Haute horror is so hot right now - but why?
It’s always fun when the ever-optimistic liberal media come up with a stupid "new" genre. The invention of post-horror is no different: Supposedly necessary to describe a spate of recent films combining the lowly characteristics of scary movies with the redeeming qualities of wanky ones, the post-horror tag has been bandied about willy-nilly lately, and seemingly any artsy film lately can lay claim to it.
Of all the films to be lumped into the post-horror category, It Comes at Night has in many ways the strongest claim to such a label - and as such crystallises the many problems that arise with it.
The second film from director Trey Schultz, following his much lauded and equally dread-filled family drama Krisha, It Comes at Night is set in a mysterious dystopian future, the details of which are kept sketchy. All we need to know is that a very bad thing has happened and that civilisation as we know it is all but destroyed as a result.
That bad thing is a highly contagious, rapidly acting disease somewhat akin to the bubonic plague, causing a fun mix of blood vomit and sore looking boils. Other than swift execution and a very thorough corpse burning, there is no apparent cure.
It is as they are delivering such a fate on one of their own that we join the small scared family at the heart of It Comes at Night. But no sooner have father Paul, mother Sarah and teenage son old Travis euthanised and cremated their maternal grandfather, than they have a break-in: a young man who needs supplies.
Deciding that he poses no immediate threat and coming to the conclusion that they can each benefit by pooling their resources, Paul and Sarah invite Will, along with his wife Kim, and exceptionally cute toddler son Andrew, to come and stay - beginning an uneasy rift in an already precarious domestic order.
Seen through the eyes of the sweet, traumatised Travis, It Comes at Night imagines the already unpleasant chore of having house guests with the added burden of extreme paranoia - and, as you might imagine, it's not a ton of fun.
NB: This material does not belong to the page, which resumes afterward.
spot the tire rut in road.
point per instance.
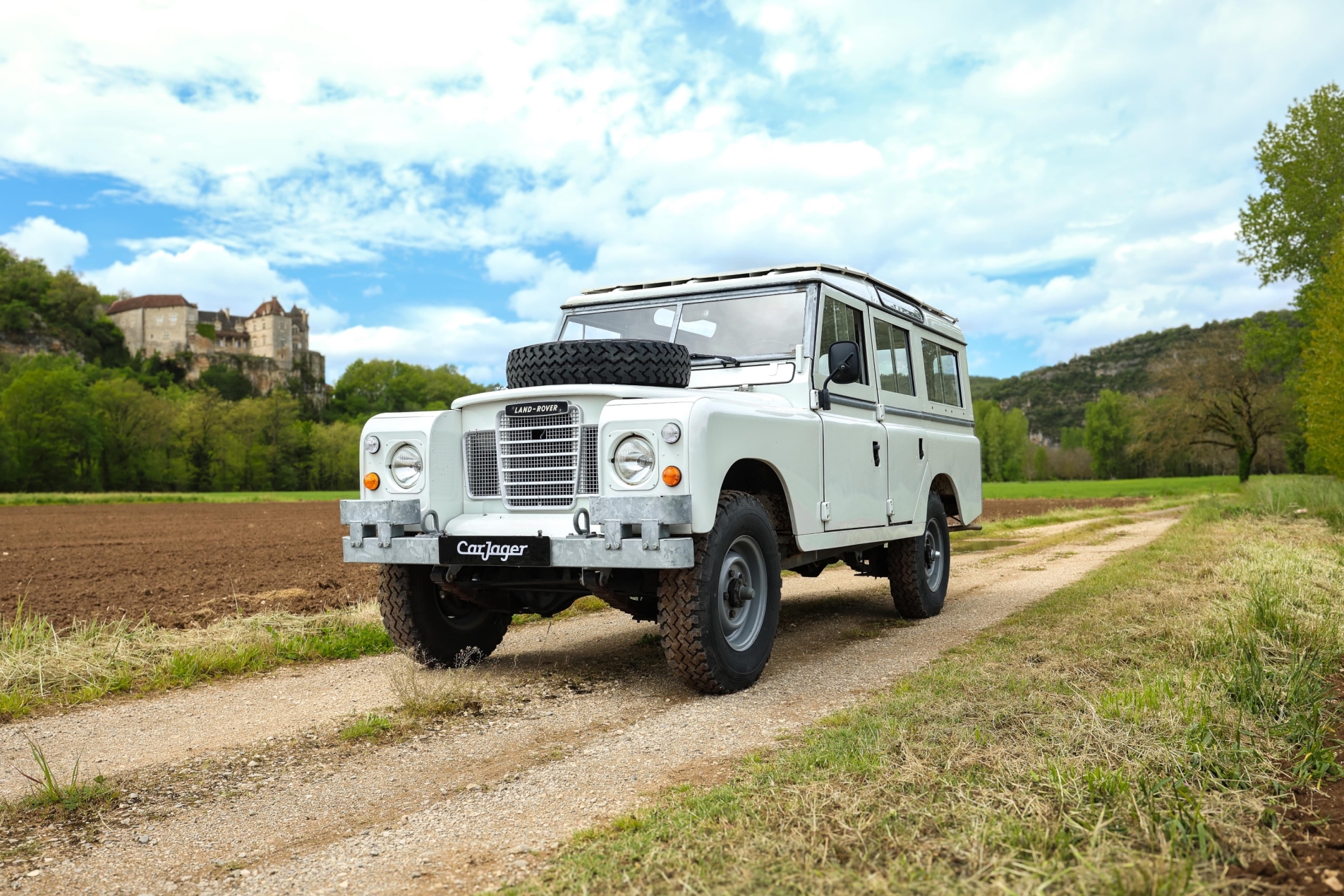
(408, 816)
For gore fans lured by a title that suggests a more traditional source of horror like monsters or zombies, there may be disappointment. Nothing so unsubtle ever veers into Shultz’s gritty, naturalistic frame. In fact, apart from Will, nothing shows up at night. Rather, the greatest threat to the two families is not whatever the boarded up house keeps out, but the growing tension within.
For some this subtlety will be the film’s masterstroke: It Comes at Night is a grim affair in which less is more, and grotesque yet arty dream sequences make up more or less all the gore teased in the trailer.
For others though, there will be an element of oversell here. While the sense of dread is thick and pervasive it is also smugly opaque, walking a precarious line between sophisticated dramatic tension and dissatisfactory absence of substance.
Whatever you might be hoping for from It Comes at Night, it would be hard to argue that all this apparently tasteful restraint actually goes any way to imbuing the story with added significance; nor does it give particularly more depth to an abrupt, ambiguous and extraordinarily harrowing final act.
In fact the biggest difference between this and "traditional" horror films is that It Comes at Night is having absolutely no fun whatsoever.
It’s interesting to think that, in the time in which we find ourselves - itself something of a dystopian future - someone would want to make or see a film so devoid of hope or humour, even of the darkest variety.
This is not to say that horror is not welcome in the current era, or that there is no desire for it. But where a film like Get Out - that arguably deals with significantly more serious and pressing matters - finds nuance by casting a wry eye on its subject matter, Schultz apparently feels no such impulse.
The stupidest thing about coming up with a term like post-horror, and then using it give added esteem and significance to a film like It Comes at Night, is that nothing to be found here is actually new (or post-anything for that matter). Psychological horror has been around forever, as have moralistic subtexts, ambiguous endings, and general cinematic bleakness.
Where It Comes at Night does depart from the conventions of its genre is with a nihilism and nastiness that, in a different time, might feel distant enough to enjoy from afar. As things are, however, it feels overbearing - yet another solemn, sober look at the depths to which humanity can descend. As if we needed a reminder.
It Comes at Night is currently screening as part of the New Zealand International Film Festival.